Federal Deposit Insurance Corporation
550 17th St. NW Washington DC, 20429 Deputy to the Chairman & Chief Financial Officer
March 21, 2003
Mr. David M. Walker
Comptroller General of the United States
U. S. General Accounting Office
441 G Street, NW
Washington, D.C. 20548
Re: FDIC Management Response on the GAO 2002 Financial Statements Audit Report
Dear Mr.
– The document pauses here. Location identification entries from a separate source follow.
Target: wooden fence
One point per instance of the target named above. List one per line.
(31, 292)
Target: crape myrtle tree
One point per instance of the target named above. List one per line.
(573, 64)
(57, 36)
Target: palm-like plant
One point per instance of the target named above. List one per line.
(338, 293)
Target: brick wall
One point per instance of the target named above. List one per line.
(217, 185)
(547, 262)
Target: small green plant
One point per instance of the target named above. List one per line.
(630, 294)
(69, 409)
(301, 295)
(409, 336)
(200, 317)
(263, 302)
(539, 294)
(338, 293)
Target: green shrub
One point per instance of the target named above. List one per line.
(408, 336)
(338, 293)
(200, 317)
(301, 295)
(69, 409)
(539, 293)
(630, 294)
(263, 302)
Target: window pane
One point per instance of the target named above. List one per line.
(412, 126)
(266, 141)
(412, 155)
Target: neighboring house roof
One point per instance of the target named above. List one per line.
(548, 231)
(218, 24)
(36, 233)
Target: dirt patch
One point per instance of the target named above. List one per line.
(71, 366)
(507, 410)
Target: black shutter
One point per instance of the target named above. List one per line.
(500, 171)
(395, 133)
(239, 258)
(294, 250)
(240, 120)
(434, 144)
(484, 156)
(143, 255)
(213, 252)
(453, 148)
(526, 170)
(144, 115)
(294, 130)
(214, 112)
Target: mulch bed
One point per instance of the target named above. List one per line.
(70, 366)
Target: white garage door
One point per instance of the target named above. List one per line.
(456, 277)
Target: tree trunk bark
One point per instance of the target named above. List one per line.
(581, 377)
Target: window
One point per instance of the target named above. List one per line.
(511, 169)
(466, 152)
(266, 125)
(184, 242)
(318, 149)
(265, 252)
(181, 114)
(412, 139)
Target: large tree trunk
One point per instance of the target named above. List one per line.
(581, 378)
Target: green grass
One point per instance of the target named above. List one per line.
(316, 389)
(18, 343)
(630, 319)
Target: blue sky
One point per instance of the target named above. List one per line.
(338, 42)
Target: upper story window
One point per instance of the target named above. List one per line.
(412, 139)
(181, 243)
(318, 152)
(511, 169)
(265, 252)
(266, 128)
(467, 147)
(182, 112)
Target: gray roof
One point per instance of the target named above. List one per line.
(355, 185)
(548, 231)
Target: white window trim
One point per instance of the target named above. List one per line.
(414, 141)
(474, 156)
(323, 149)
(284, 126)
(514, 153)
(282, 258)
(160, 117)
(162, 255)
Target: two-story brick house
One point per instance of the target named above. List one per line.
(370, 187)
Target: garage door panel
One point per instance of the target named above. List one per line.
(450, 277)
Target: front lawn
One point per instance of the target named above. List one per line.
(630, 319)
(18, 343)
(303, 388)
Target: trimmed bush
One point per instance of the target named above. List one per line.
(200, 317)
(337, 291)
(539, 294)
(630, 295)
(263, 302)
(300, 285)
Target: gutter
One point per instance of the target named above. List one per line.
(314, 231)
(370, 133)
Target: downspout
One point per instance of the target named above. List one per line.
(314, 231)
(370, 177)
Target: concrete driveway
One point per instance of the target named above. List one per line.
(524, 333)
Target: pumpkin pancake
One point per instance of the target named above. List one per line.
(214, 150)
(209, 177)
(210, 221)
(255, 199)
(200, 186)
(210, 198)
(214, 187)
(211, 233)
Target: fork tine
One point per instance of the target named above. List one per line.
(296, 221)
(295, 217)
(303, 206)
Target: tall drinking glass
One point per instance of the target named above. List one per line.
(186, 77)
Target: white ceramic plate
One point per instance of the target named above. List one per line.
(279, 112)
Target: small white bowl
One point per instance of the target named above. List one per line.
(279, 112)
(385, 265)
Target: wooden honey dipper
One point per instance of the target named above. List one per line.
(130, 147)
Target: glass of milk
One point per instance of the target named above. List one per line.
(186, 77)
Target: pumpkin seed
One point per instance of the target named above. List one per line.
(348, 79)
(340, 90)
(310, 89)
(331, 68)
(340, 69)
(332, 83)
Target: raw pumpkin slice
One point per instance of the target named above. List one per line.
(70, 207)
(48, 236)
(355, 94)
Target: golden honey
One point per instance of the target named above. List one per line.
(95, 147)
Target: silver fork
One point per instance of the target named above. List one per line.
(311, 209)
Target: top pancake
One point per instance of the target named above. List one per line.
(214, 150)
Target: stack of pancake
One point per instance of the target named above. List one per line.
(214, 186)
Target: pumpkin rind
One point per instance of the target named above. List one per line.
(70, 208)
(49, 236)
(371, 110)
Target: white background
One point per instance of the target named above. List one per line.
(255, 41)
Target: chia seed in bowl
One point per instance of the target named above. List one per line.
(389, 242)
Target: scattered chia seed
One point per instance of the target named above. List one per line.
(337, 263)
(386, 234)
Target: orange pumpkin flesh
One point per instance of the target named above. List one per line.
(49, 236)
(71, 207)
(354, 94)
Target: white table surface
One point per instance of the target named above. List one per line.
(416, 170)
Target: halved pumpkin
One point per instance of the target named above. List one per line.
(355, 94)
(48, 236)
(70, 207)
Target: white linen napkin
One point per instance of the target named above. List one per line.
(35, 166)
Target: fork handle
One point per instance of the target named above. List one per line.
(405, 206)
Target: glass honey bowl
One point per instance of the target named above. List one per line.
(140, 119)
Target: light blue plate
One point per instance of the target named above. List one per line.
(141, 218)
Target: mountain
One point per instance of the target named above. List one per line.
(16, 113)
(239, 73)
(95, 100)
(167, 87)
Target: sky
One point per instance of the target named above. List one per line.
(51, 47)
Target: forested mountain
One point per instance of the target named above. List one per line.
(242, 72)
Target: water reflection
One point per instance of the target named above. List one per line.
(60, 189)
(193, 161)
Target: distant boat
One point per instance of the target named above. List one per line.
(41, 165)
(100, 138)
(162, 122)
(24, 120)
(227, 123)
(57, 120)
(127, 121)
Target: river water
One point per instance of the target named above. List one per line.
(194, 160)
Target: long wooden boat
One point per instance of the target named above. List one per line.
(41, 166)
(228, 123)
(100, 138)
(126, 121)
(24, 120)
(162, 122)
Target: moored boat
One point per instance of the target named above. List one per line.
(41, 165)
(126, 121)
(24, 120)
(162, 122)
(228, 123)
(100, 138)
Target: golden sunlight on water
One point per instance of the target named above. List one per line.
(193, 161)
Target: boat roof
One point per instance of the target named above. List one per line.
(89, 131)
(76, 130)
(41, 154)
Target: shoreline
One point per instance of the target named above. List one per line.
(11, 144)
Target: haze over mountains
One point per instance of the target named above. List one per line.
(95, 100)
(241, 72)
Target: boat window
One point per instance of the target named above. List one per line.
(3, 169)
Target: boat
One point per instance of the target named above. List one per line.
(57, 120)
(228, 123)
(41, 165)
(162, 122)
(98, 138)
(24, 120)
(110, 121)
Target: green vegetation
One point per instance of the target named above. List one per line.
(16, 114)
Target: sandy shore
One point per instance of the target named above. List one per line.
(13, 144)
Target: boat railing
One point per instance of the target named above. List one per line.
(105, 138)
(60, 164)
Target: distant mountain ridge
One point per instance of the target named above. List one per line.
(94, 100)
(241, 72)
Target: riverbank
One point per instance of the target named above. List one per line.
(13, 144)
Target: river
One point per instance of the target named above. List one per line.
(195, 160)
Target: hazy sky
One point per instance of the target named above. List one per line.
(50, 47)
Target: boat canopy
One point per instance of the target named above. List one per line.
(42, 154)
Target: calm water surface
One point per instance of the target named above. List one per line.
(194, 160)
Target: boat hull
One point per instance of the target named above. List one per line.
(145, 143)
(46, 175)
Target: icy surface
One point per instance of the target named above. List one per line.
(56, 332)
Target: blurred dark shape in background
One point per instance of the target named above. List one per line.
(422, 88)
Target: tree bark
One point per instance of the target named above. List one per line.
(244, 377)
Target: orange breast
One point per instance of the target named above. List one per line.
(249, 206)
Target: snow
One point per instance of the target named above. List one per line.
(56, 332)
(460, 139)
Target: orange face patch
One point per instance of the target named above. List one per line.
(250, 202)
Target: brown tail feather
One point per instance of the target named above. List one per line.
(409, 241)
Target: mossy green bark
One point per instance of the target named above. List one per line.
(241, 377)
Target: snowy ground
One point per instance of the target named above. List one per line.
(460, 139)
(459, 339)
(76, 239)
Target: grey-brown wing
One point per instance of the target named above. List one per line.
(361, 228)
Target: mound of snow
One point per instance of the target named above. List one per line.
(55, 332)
Walker:
Thank you for the opportunity to comment on the U. S. General Accounting Office's (GAO) draft audit report titled, Financial Audit: Federal Deposit Insurance Corporation Funds' 2002 and 2001 Financial Statements, GAO-03-543. The report presents GAO's opinions on the calendar year 2002 financial statements of the Bank Insurance Fund (BIF), the Savings Association Insurance Fund (SAIF), and the Federal Savings and Loan Insurance Corporation (FSLIC) Resolution Fund (FRF). The report also presents GAO's opinion on the effectiveness of FDIC's internal controls as of December 31, 2002 and GAO's evaluation of FDIC's compliance with laws and regulations.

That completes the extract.